North Korea expert Barbara Demick’s now legendary book, Nothing to Envy: Ordinary Lives in North Korea, chronicles the lives of six defectors over 15 years. Demick explains that the famine of the mid-1990s in North Korea was profoundly traumatic for the country, leading to greater repression.
“For a while during the famine, when things were really bad during 1994, ’95, ’96, [the authorities] didn’t stop people from wandering around,” said Demick, now the Los Angeles Times’ bureau chief in New York. “But people started wandering to look for food, and kids who crossed the border into China looking for food weren’t stopped that much. But then when the food situation got a little better, they had unleashed this spirit of self-enterprise, and [North Korean authorities] had to crack down very harshly.”
The famine also broke popular faith in the Kim dynasty as government corruption became widespread, though the need to believe in something remained. “It’s interesting that most North Korean defectors become Christian,” Demick said.

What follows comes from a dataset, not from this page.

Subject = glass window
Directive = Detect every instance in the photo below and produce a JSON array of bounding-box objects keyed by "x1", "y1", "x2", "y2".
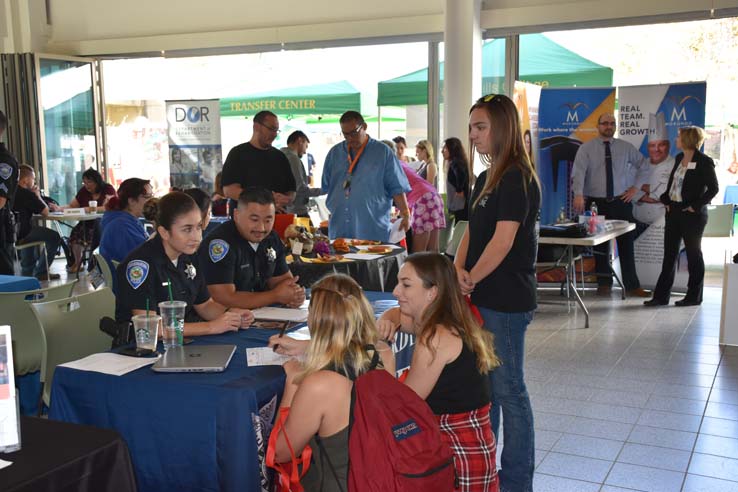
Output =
[{"x1": 38, "y1": 58, "x2": 98, "y2": 206}]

She thinks it’s inevitable that the two Koreas will grow closer. But the gulf between them is vast, greater than the pre-unification division between East and West Germany, said Demick, who was based in Berlin during the 1990s. “There was some communication between East and West Germany. But you still can’t send a letter from North to South Korea, can’t make a phone call, not to speak of an e-mail or a WhatsApp message. The degree of separation is like nothing else in the world,” she said.
Demick suggested the Singapore summit between Trump and North Korea’s Supreme Leader Kim Jong Un last June was “a good thing. I don’t think it will lead to denuclearization, but it certainly eased tension,” she said.
After five years in Seoul … Demick served as Los Angeles Times’ bureau chief in Beijing. She does not buy the argument that China is a benign force for stability in the East Asia.
“The North Koreans will never say this, but they’re more afraid of China than the United States. They’ll say that China is their friend and the US is the great enemy. But I think they fear China’s undue influence on Korea. …Much of the motivation behind the nuclear program is to take control of their own national security. They don’t want to be dependent on China the way they were during the Korean War.”
The North Korean view is also governed by one of the most enduring principles of geopolitics, Demick added: “The US is far away.”